This lab deals with out of resource handling on OpenShift platforms, most importantly the handling of out-of-memory conditions. Out of resource conditions can occur either on the container level because of resource limits or on the node level because a node runs out of memory as a result of overcommitting. They are either handled by OpenShift or directly by the kernel.
The following terms and behaviours are crucial in understanding this lab.
Killing a pod or a container are fundamentally different:
- Pods and its containers live on the same node for the duration of their lifetime.
- A pod's restart policy determines whether its containers are restarted after being killed.
- Killed containers always restart on the same node.
- If a pod is killed the configuration of its controller, e.g. ReplicationController, ReplicaSet, Job, ..., determines whether a replacement pod is created.
- Pods without controllers are never replaced after being killed.
An OpenShift node recovers from out of memory conditions by killing containers or pods:
- Out of Memory (OOM) Killer: Linux kernel mechanism which kills processes to recover from out of memory conditions.
- Pod Eviction: An OpenShift mechanism which kills pods to recover from out of memory conditions.
The order in which containers and pods are killed is determined by their Quality of Service (QoS) class. The QoS class in turn is defined by resource requests and limits developers configure on their containers.
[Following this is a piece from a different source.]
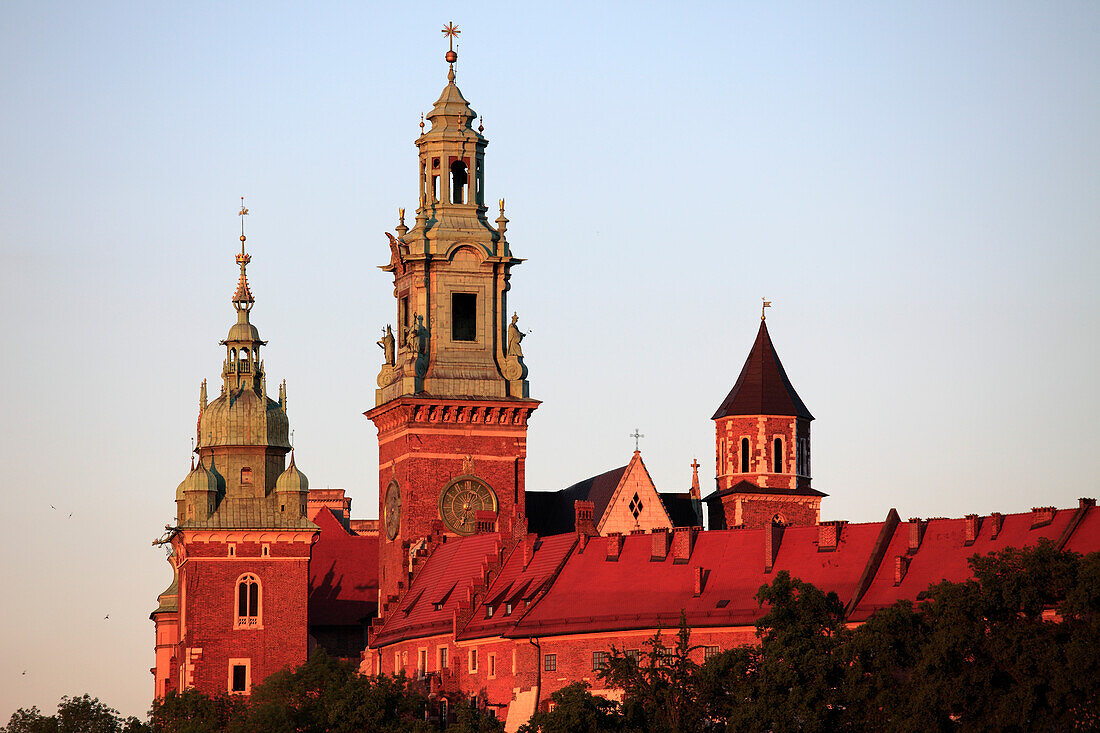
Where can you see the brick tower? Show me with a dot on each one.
(235, 611)
(762, 448)
(452, 402)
For more information see Quality of Service Tiers.
To observe how the OOM killer in action create a container which allocates all memory available on the node it runs on:
[ec2-user@master0 ~]$ oc new-project out-of-memory
[ec2-user@master0 ~]$ oc create -f https://raw.githubusercontent.com/appuio/ops-techlab/release-3.11/resources/membomb/pod_oom.yaml
Wait and watch till the container is up and being killed. oc get pods -o wide -w
will then show:
NAME READY STATUS RESTARTS AGE IP NODE
membomb-1-z6md2 0/1 OOMKilled 0 7s 10.131.2.24 app-node0.user8.lab.openshift.ch
Run oc describe pod -l app=membomb
to get more information about the container state which should look like this:
State: Terminated
Reason: OOMKilled
Exit Code: 137
Started: Thu, 17 May 2018 10:51:02 +0200
Finished: Thu, 17 May 2018 10:51:04 +0200
Exit code 137 indicates that the container main process was killed by the SIGKILL
signal.
With the default restartPolicy
of Always
the container would now restart on the same node. For this lab the restartPolicy
has been set to Never
to prevent endless out-of-memory conditions and restarts.
Now log into the OpenShift node the pod ran on and study how the OOM event looks like in the kernel logs.
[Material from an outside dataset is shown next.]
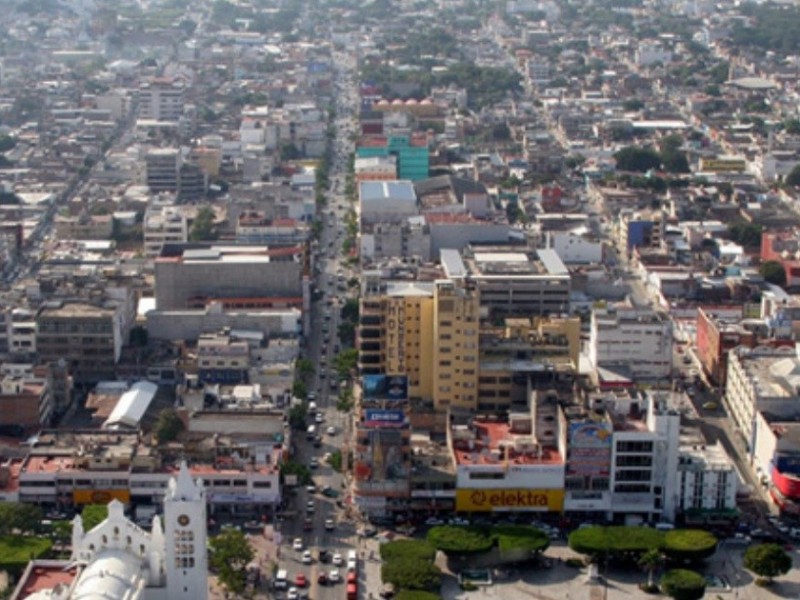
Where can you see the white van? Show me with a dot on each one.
(281, 579)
You can see on which node the pod ran in the output of either the oc get
or oc describe
command you just ran.
In this example this would look like:
ssh app-node0.user[X].lab.openshift.ch
journalctl -ke
The following lines should be highlighted:
May 17 10:51:04 app-node0.user8.lab.openshift.ch kernel: Memory cgroup out of memory: Kill process 5806 (python) score 1990 or sacrifice child
May 17 10:51:04 app-node0.user8.lab.openshift.ch kernel: Killed process 5806 (python) total-vm:7336912kB, anon-rss:5987524kB, file-rss:0kB, shmem-rss:0kB
This log messages indicate that the OOM killer has been invoked because a cgroup memory limit has been exceeded
and that it killed a python process which consumed 5987524kB memory. Cgroup is a kernel mechanism which limits
resource usage of processes.
Further up in the log you should see a line like the following, followed by usage and limits of the corresponding cgroup hierarchy:
May 17 10:51:04 app-node0.user8.lab.openshift.ch kernel: Task in /kubepods.slice/kubepods-besteffort.slice/kubepods-besteffort-pod6ba0af16_59af_11e8_9a62_0672f11196a0.slice/docker-648ff0b111978161b0ac94fb72a4656ee3f98b8e73f7eb63c5910f5cf8cd9c53.scope killed as a result of limit of /kubepods.slice
This message tells you that a limit of the cgroup kubepods.slice
has been exceeded. That's the cgroup
limiting the resource usage of all container processes on a node, preventing them from using resources
reserved for the kernel and system daemons.
Note that a container can also be killed by the OOM killer because it reached its own memory limit. In that
case a different cgroup will be listed in the killed as a result of limit of
line. Everything
else will however look the same.
There are some drawbacks to containers being killed by the out of memory killer:
- Containers are always restarted on the same node, possibly repeating the same out of memory condition over and over again.
- There is no grace period, container processes are immediately killed with SIGKILL.
Because of this OpenShift provides the "Pod Eviction" mechanism to kill and reschedule pods before they trigger an out of resource condition.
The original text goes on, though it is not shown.